Na verdade, os animais são tão lesados pelas alterações climáticas quanto as pessoas. As inundações da Argentina, em 2016, afectaram mais de 30 mil pessoas e vitimizaram quase 24 mil cães, cavalos e bois. Durante e após os episódios de secas, tempestades, inundações, fogos, ondas de calor e de frio, milhões de animais domésticos e selvagens morrem ou sofrem com a falta de comida, água e abrigo, ficando vulneráveis a doenças e ao abandono.
Estará o ser humano mais disposto a combater as alterações climáticas se a ameaça envolver os seus animais preferidos? Será mais empático com os animais do que consigo próprio? Há já alguns estudos que indicam que sim. A ser verdade, não podemos deixar escapar a oportunidade de explorar respostas empáticas. Descrever os impactos das alterações climáticas nos animais pode suscitar compaixão, sensação de perda potencial, desejo de proteger e noção da necessidade de acção colectiva. Ou seja, levar o ser humano à acção.
No caso de Portugal, onde 56% dos lares têm pelo menos um animal de companhia, podemos começar pelos cães, gatos, peixes e pássaros, os nossos preferidos.

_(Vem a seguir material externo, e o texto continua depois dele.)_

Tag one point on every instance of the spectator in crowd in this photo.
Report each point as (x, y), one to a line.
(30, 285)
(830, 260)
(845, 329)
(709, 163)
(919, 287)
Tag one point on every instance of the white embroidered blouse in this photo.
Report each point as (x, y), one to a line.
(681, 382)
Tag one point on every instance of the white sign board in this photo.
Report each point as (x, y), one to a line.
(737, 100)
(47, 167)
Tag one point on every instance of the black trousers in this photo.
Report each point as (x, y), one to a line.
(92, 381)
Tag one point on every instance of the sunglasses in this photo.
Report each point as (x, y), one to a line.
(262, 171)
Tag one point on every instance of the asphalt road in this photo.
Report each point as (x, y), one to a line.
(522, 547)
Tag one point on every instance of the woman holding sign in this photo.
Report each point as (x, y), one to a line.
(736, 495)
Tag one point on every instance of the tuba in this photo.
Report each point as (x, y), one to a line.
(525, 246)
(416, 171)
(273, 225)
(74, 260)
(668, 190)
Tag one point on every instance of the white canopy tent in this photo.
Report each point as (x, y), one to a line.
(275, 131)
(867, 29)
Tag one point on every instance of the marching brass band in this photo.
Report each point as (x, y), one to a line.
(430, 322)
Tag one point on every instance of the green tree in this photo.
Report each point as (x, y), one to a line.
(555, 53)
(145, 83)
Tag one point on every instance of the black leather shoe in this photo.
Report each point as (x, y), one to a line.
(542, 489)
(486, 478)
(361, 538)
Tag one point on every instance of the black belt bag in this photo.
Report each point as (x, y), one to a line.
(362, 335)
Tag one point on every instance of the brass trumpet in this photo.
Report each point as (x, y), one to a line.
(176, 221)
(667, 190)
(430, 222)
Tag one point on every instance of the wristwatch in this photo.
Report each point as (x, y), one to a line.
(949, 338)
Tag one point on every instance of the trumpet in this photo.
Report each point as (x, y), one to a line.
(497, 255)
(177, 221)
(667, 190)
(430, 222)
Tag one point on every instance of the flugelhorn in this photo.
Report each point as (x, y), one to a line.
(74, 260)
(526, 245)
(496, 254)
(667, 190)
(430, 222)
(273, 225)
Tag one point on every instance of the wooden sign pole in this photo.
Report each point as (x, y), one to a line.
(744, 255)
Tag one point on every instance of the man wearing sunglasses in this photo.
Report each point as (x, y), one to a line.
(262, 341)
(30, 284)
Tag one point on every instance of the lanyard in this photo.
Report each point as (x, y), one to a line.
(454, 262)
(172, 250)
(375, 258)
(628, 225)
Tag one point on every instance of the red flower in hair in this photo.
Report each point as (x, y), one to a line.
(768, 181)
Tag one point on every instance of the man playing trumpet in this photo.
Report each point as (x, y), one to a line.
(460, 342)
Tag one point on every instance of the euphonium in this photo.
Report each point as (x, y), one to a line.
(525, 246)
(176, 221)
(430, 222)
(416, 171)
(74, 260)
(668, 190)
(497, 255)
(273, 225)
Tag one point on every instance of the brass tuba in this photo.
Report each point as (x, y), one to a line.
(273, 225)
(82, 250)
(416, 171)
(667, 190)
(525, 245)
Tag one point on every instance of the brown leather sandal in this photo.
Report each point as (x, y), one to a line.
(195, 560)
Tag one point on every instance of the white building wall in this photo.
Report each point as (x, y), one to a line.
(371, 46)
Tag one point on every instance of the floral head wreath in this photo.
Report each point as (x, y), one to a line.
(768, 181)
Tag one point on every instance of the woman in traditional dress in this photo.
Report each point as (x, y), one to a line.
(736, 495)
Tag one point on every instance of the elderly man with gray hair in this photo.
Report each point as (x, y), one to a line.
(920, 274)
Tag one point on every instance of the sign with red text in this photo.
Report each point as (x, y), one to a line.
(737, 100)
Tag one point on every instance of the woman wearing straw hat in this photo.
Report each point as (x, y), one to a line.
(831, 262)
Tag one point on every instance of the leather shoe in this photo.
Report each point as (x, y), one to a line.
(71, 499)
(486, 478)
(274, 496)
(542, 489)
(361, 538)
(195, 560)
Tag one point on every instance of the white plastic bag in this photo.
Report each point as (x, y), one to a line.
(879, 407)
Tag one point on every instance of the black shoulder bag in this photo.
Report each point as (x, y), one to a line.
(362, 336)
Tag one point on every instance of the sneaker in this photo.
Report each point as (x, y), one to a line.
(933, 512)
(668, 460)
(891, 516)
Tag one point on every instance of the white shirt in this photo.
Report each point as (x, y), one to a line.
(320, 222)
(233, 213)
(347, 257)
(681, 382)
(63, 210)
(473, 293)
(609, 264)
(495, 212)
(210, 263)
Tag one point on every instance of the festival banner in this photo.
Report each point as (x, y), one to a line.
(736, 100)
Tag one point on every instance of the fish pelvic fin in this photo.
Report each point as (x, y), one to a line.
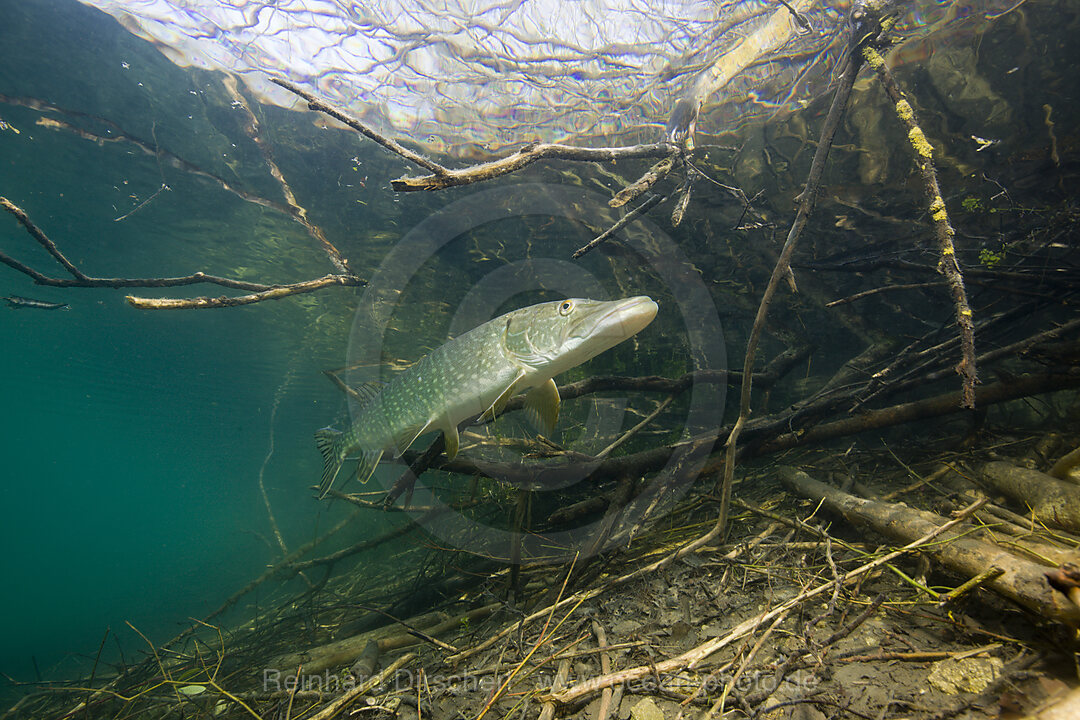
(406, 436)
(450, 442)
(368, 461)
(331, 444)
(541, 406)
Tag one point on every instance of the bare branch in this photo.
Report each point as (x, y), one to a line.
(258, 291)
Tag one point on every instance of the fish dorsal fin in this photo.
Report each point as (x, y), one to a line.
(406, 436)
(500, 403)
(450, 440)
(366, 392)
(541, 406)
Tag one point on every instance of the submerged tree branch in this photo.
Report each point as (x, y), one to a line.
(258, 291)
(939, 215)
(807, 199)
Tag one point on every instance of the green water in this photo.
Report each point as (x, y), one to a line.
(134, 439)
(133, 442)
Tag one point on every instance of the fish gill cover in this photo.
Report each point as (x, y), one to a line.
(489, 73)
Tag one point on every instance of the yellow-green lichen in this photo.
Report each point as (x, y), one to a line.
(874, 58)
(905, 111)
(920, 143)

As gatas, por exemplo, estão com mais um ciclo de gestação ao longo do ano. As doenças parasitárias de cães e gatos e o seu risco de transmissão estão a aumentar. A sazonalidade das pulgas e carraças está cada vez mais esbatida e os tratamentos já não são tão eficazes e duradouros como antes. Tudo isto devido ao aumento da temperatura global do planeta. Será que as famílias sabem disto e estão a proteger os seus animais convenientemente?
Pode ser melhor explorar esta linha de emoção do que apregoar que as grandes cidades do Médio Oriente e do sul da Ásia se vão tornar letalmente quentes antes de 2050, que durante o Verão o gelo do Árctico pode desaparecer totalmente provocando inundações nas cidades costeiras de todo o mundo ou que os 140 milhões de refugiados climáticos esperados em 2050, em resultado destas e de outras catástrofes, continuarão a fugir do calor extremo, das secas e inundações.
Seja pelos animais ou pelas pessoas, a complacência não pode ser a resposta. As alterações climáticas estão a acontecer em tempo real, com impactos para nós e para os nossos animais de estimação. Deixamos que os eventos climáticos extremos se multipliquem ou alinhamos o nosso conhecimento, emoção e acção?